Lacy T. worked as a Raiderette, a member of the Oakland Raiders’ cheer squad, for the 2013-2014 football season. She signed a written employment contract that she would be paid a flat fee of $125 per home game, or $1,250 per season.
The contract set forth several requirements for all Raiderettes: they must attend all preseason, regular season, and postseason home games; they must attend and participate in all practices, rehearsals, fittings, preparations, drills, photo sessions, meetings, and workouts. Other events or functions could also have compulsory attendance; on average, the cheer squad members were expected to participate in 10 charitable appearances and one appearance for Raiders’ ticket sales.

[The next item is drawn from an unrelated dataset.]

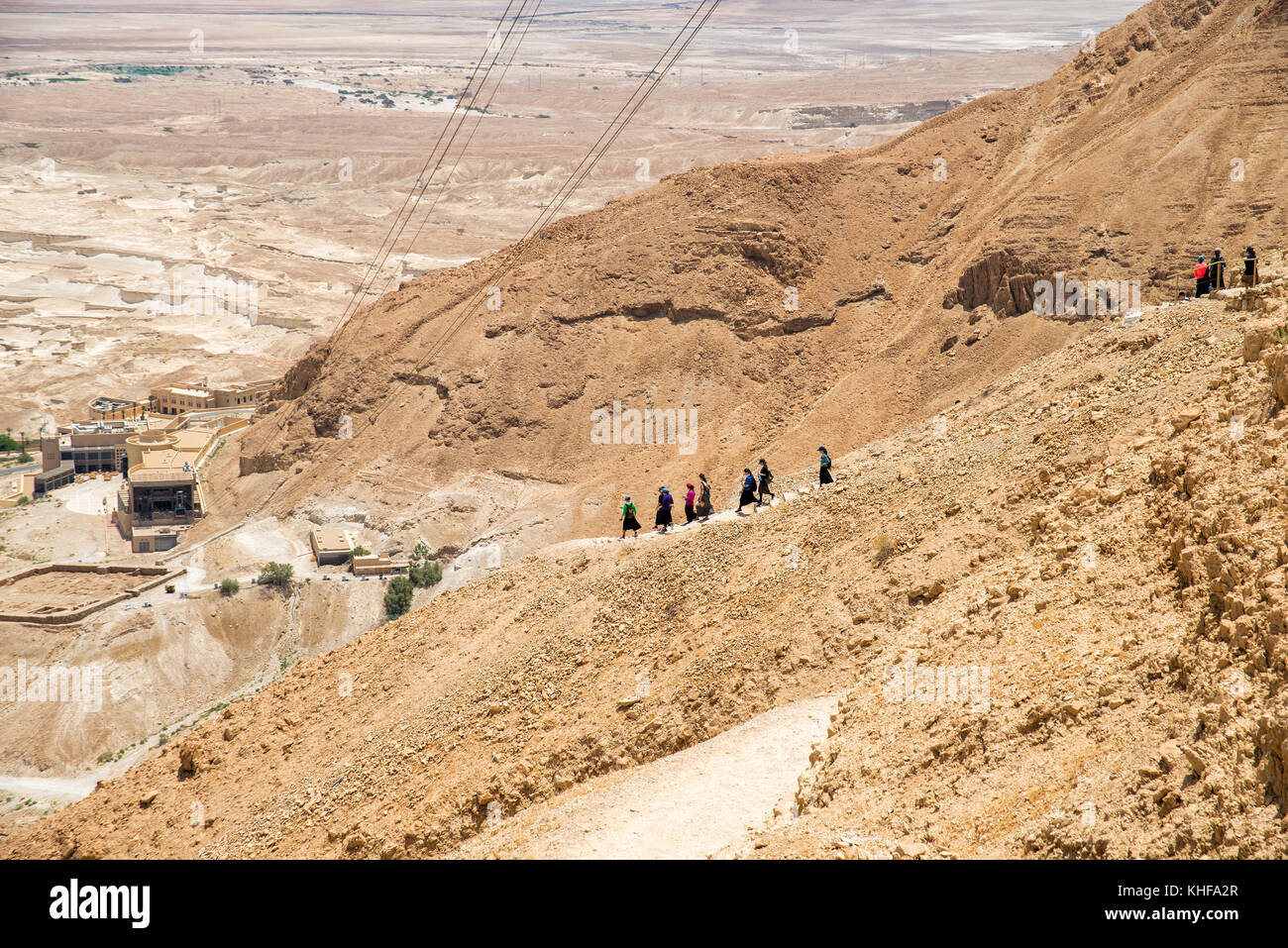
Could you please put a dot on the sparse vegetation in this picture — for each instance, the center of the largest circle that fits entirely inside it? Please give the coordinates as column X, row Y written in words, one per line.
column 275, row 575
column 398, row 596
column 421, row 570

Raiderettes were responsible for additional expenses such as travel to appearances, the purchase of yoga mats, false eyelashes, and the use of a hairstylist selected by the team.
According to Lacy’s complaint, the contract “is replete with provisions, which, on their face, violate California law.” The flat rate per game does not reflect the fact that Raiderettes work approximately nine hours on a game day nor does it include all of the other time spent at rehearsals and appearances, she charged.

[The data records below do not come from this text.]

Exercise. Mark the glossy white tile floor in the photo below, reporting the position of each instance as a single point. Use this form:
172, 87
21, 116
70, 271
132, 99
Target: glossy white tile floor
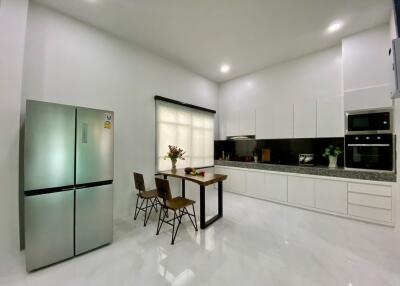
256, 243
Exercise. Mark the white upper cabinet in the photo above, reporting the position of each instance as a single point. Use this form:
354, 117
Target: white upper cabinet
241, 122
367, 98
330, 117
232, 123
264, 123
305, 125
247, 122
282, 120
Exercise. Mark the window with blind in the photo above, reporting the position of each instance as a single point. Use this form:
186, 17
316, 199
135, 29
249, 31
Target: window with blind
185, 127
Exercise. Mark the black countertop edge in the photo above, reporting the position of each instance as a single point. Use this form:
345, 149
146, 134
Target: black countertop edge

State law was also violated when the team neglected to provide meal and rest breaks on game days and did not reimburse the cheerleaders for their expenses, which Lacy estimated cost her $650 over the course of the season.
Making matters worse: Raiderettes can be “fined” for infractions of squad rules – such as wearing the wrong workout clothing to rehearsals – which can decrease their compensation even more, Lacy argued.
The Raiders further violate California wage orders by withholding payment for the Raiderettes until the end of the season, according to the complaint, instead of paying the cheerleaders on an at least twice-monthly basis.
The suit, filed as a putative class action, seeks payment for unpaid expenses, minimum wage and overtime violations, and meal and rest break violations.